LANSA Ramps Up for RFID, Joins EPCglobal
February 24, 2004 Alex Woodie
LANSA is taking concrete steps to develop a radio frequency identification (RFID) solution by the end of the year. Last week the software company announced it has joined EPCglobal, the industry organization tasked with creating the open data standards to be used by RFID hardware and software to enable wireless inventory tracking. As a founding member of EPCglobal, LANSA will have a hand in shaping the standards, thereby ensuring compatibility with its future RFID offering.
Over the last year, LANSA officials have strongly hinted the company would develop an offering for the rapidly evolving RFID space. Considering the Chicago company’s success in the UCCnet data synchronization area (more than 100 companies had bought its UCCnet offering by the end of 2003), taking the next step up to RFID seemed a natural one.
LANSA officials say the progression from UCCnet to RFID also makes sense for its customers. One of the first steps required of a UCCnet implementation is complying with the new 14-digit global trade item number (GTIN) code. Once distributors and manufacturers are able to synchronize their product GTINs with retailers over the GLOBALregistry database–which was created by UCCnet but is now used by European and Canadian trading networks–taking the next step to RFID is a logical progression.
“If you want to get involved in collaborative planning, forecasting, and replenishment (CPFR), you’ve got to get this in place,” says LANSA’s vice president of solution product, Alan Christensen, who has driven his company’s UCCnet and RFID development from its Denver, Colorado, offices. “If there’s a reason to get involved in data synchronization, this is it.”
If software vendors want to develop an RFID offering, their best bet is to get on board with EPCglobal, the new organization created by the Uniform Code Council and EAN International in November 2003, to commercialize the early research and development of RFID done by the Auto ID Center, which was founded years earlier by Gillette and the Massachusetts Institute of Technology. LANSA is one of 50 founding solution partners, and is participating in the EPCglobal’s software action group.
Christensen says there’s quite a bit of work ahead for the EPCglobal community before an RFID solution will roll out of LANSA–or any vendor, for that matter. “There’s still a lot to be worked out. I’m being cautious on a delivery date,” he says. “I think the people that are coming up with names for their products are premature.”
The vision of Christensen and LANSA calls for development of an “RFID in a box” type of solution, which includes RFID software, as well as RFID printers, tags, and readers. While that name is already used by supply chain software giant Manhattan Associates, it reflects the direction LANSA wants to take in developing an easy-to-use RFID appliance that can be set up with a minimum of fuss.
LANSA wants to have a product developed soon after firm specifications from EPCglobal are released. Christensen says the company has one customer that is anxious to start tracking its inventory wirelessly using RFID. The company is one of Wal-Mart’s 100 largest suppliers, and is the group that the retail giant is requiring to have RFID tags installed at the pallet and case level by 2005.

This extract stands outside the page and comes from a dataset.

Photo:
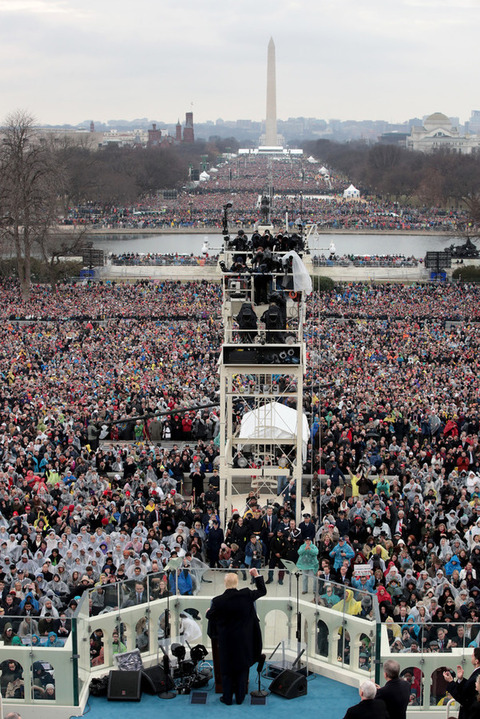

An RFID-enabled supply chain requires many components to work in tandem; it’s not as simple as agreeing on the electronic product code (EPC) standard that will be used on individual RFID chips. The EPCglobal Network, as it is called, will use an array of ONS servers–similar to DNS servers on the Internet–to coordinate the flow of data among stores, warehouses, and factories. The key element enabling this flow is an API that goes by the endearing name Savant.
“Savant is the name they came up with [to refer to] a container of services for filtering and collecting,” Christensen says. “It’s the mother of all APIs.”
Once the Savant API has been established, LANSA will write to it, thereby enabling its RFID software to work with any RFID equipment. LANSA is also in talks with RFID equipment manufacturers to create partnerships, which will help LANSA become a one-stop shop for all of a company’s RFID needs.
A beta version of LANSA’s RFID software could be released anytime from the second quarter to the fourth quarter of this year, Christensen says. The software will run on OS/400, Windows, and Linux. It will also work on Unix operating systems, which LANSA is working to support with its fourth-generation-language development tools.